ORDERED that the judgment is affirmed, with $25 costs.
In this action by a provider to recover assigned first-party no-fault benefits, plaintiff appeals from an order of the Civil Court which denied plaintiff's motion for summary judgment and granted defendant's cross motion for summary judgment dismissing the complaint. A judgment was subsequently entered, from which the appeal is deemed to have been taken (see CPLR 5501 [c]).

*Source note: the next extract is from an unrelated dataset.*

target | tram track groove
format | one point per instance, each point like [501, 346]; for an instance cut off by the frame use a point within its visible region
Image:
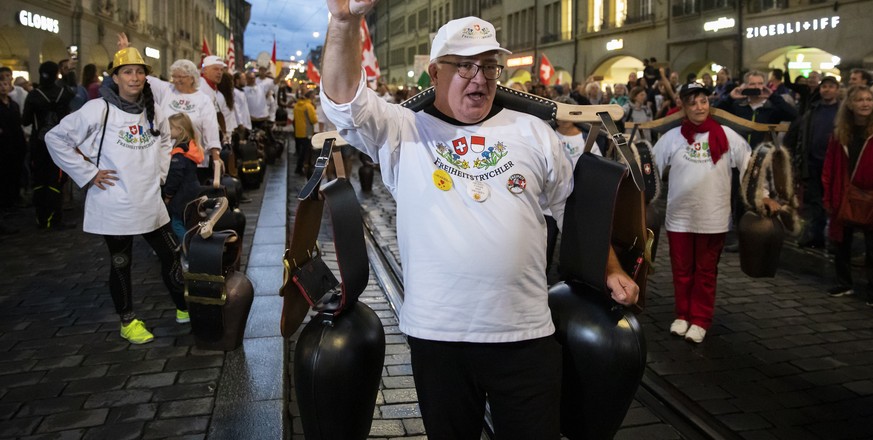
[664, 400]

Contrary to plaintiff's argument regarding several of defendant's denials, the denial of claim forms and the accompanying explanation of benefit forms were sufficient to apprise plaintiff that defendant was partially paying and partially denying plaintiff's bills on the ground that the claims exceeded the amount permitted by the workers' compensation fee schedule, and that defendant had fully paid plaintiff for the services billed for in accordance with the workers' compensation fee schedule for acupuncture services performed by chiropractors.

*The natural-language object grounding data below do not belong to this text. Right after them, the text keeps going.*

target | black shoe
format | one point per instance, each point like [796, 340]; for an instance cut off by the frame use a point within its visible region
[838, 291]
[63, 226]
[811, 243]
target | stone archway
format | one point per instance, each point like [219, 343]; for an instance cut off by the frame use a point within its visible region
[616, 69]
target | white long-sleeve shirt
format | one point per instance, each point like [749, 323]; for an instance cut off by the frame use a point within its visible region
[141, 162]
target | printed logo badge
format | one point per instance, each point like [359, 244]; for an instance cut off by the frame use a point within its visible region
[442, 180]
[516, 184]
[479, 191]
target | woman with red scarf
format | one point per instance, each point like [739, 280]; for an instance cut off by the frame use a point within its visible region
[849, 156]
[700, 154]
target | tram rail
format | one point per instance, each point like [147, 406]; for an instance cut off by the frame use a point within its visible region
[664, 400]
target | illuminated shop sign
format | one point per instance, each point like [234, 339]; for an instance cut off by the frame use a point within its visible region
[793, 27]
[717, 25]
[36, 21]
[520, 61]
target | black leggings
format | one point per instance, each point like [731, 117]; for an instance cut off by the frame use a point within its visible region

Plaintiff's remaining argument on appeal is that defendant's cross motion should have been denied because defendant, without explanation, paid some of the claims at issue at the rate for acupuncture services performed by a medical doctor and paid the rest of the claims at the rate for acupuncture services performed by a chiropractor. This argument lacks merit. This court has held, "as a matter of law, that an insurer may use the workers' compensation fee schedule for acupuncture services performed by chiropractors to determine the amount which a licensed acupuncturist is entitled to receive for such acupuncture services" (Great Wall Acupuncture, P.C. v Geico Ins. Co., 26 Misc 3d 23, 24 [App Term, 2d, 11th & 13th Jud Dists 2009]). Defendant was therefore entitled to an award of summary judgment dismissing so much of the complaint as sought to recover upon the claims that had been reimbursed at that rate. As the remaining claims had been paid based upon the workers' compensation fee schedule for acupuncture services performed by a medical doctor, a rate higher than that established for acupuncture services performed by a chiropractor, there is no reason to disturb the portion of the order that granted defendant summary judgment dismissing so much of plaintiff's complaint as sought to recover upon those claims (see Raz Acupuncture, P.C. v AIG Indem. Ins. Co., 28 Misc 3d 127[A], 2010 NY Slip Op 51177[U] [App Term, 2d, 11th & 13th Jud Dists 2010]).
Accordingly, the judgment is affirmed.
Pesce, P.J., Rios and Aliotta, JJ., concur.